Françoise Héritier, le goût des autres
Par Laure Adler
Laure Adler est journaliste, biographe essayiste, éditrice et productrice à France Inter. Profondément engagée pour la cause des femmes, elle est l’auteure de plusieurs biographies consacrées à des grandes figures féminines et féministes. Dans l’ouvrage Françoise Héritier, le goût des autres (Albin Michel, 2022), elle retrace la vie et l’œuvre de la brillante anthropologue et ethnologue qui n’a cessé de déconstruire les idées reçues sur le masculin et le féminin et de lutter contre toutes les formes d’oppression. Françoise Héritier s’est aussi particulièrement intéressée à l’Afrique, dont l’étude occupe une partie très importante de ses travaux et recherches. Dans cette tribune, le Groupe de recherche Achac propose une sélection de passages de l’ouvrage consacrés aux liens et travaux qui unissent Françoise Héritier au continent.
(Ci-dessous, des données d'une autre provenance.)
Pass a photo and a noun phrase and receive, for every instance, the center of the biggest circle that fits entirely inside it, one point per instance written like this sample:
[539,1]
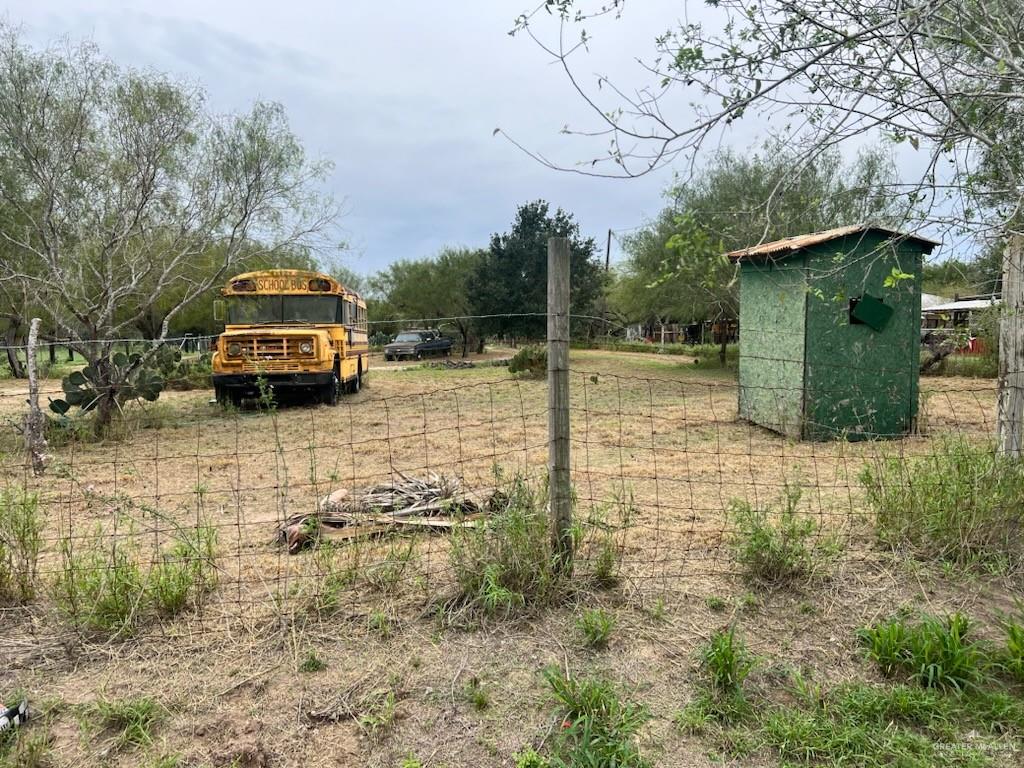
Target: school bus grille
[270,347]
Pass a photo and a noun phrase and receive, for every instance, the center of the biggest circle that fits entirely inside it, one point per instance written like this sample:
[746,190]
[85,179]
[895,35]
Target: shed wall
[861,383]
[772,299]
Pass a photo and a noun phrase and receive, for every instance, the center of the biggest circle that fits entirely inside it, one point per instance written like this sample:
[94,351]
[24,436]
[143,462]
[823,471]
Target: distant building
[827,348]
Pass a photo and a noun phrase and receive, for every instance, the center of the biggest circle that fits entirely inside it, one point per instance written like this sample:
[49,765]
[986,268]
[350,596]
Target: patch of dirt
[666,437]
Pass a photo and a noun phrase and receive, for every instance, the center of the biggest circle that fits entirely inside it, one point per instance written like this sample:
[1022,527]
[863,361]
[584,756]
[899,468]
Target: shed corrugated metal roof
[953,306]
[790,245]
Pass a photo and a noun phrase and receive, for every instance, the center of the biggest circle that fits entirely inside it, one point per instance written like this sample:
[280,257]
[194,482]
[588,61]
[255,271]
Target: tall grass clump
[185,571]
[598,728]
[936,652]
[961,504]
[775,545]
[20,541]
[99,586]
[102,587]
[508,562]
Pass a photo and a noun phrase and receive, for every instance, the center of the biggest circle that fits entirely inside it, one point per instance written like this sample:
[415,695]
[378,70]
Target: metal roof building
[829,333]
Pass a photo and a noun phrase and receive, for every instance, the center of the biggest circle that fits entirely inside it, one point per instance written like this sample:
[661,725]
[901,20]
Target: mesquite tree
[945,77]
[118,185]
Ces extraits sont issue des Chapitre 6 “Afrique mon amour, épisode I” ; Chapitre 7 “Retour en France : la galère” ; Chapitre 8 “Mariage à Tougan” ; et enfin le Chapitre 9 sur “L’ombre de la guerre d’Algérie”.
P.46 « […] elle largue l’histoire, pour “entrer” en ethnologie. Tous deux [avec Michel Izard] sont des aventuriers de l’ailleurs. Tous deux ont envie de couper les ponts avec l’Occident. Tous deux ont envie d’accomplir ce désir de comprendre l’Autre. »
P.48 « Françoise choisit de se “décentrer”. En abandonnant l’histoire déjà écrite au profit de la rencontre avec l’Autre, elle accomplit un saut dans le vide par rapport à son éducation, sa famille, et tout ce à quoi elle s’était plutôt résignée à être sans le désirer : une mère au foyer. »
P.52 « Noces avec l’Afrique dès les premières minutes pour Françoise qui, sourire aux lèvres, aimait raconter qu’elle s’était sentie là où elle devait être, à sa place naturelle. Comme une évidence, une certitude aussi. Françoise l’Africaine qui ne reniera jamais l’amour fou et constant qu’elle éprouvera pour ce continent. Juste avant de mourir, soixante ans après son premier voyage en Afrique, elle confiera à Annick Cojean, journaliste au Monde : “J’ai su instantanément que j’avais trouvé ma voie.” »
P.54 « Levés très tôt, elle et Michel partent faire des relevés de terrain et se livrent à des enquêtes ethnographiques. [...]Françoise et Michel, s’ils n’ont pas milité dans les cercles indépendantistes des étudiants africains à Paris, se vivent cependant comme des anticolonialistes. » P.56 « Ils vont vite se heurter à ceux qu’on a longtemps nommés en Afrique les “petits Blancs”, ceux qui assoient leur pouvoir sur l’administration coloniale, ceux qui méprisent les autochtones qu’ils tutoient systématiquement, sans se cacher du racisme qui les habite, et qui viennent en Afrique “faire du franc CFA” ».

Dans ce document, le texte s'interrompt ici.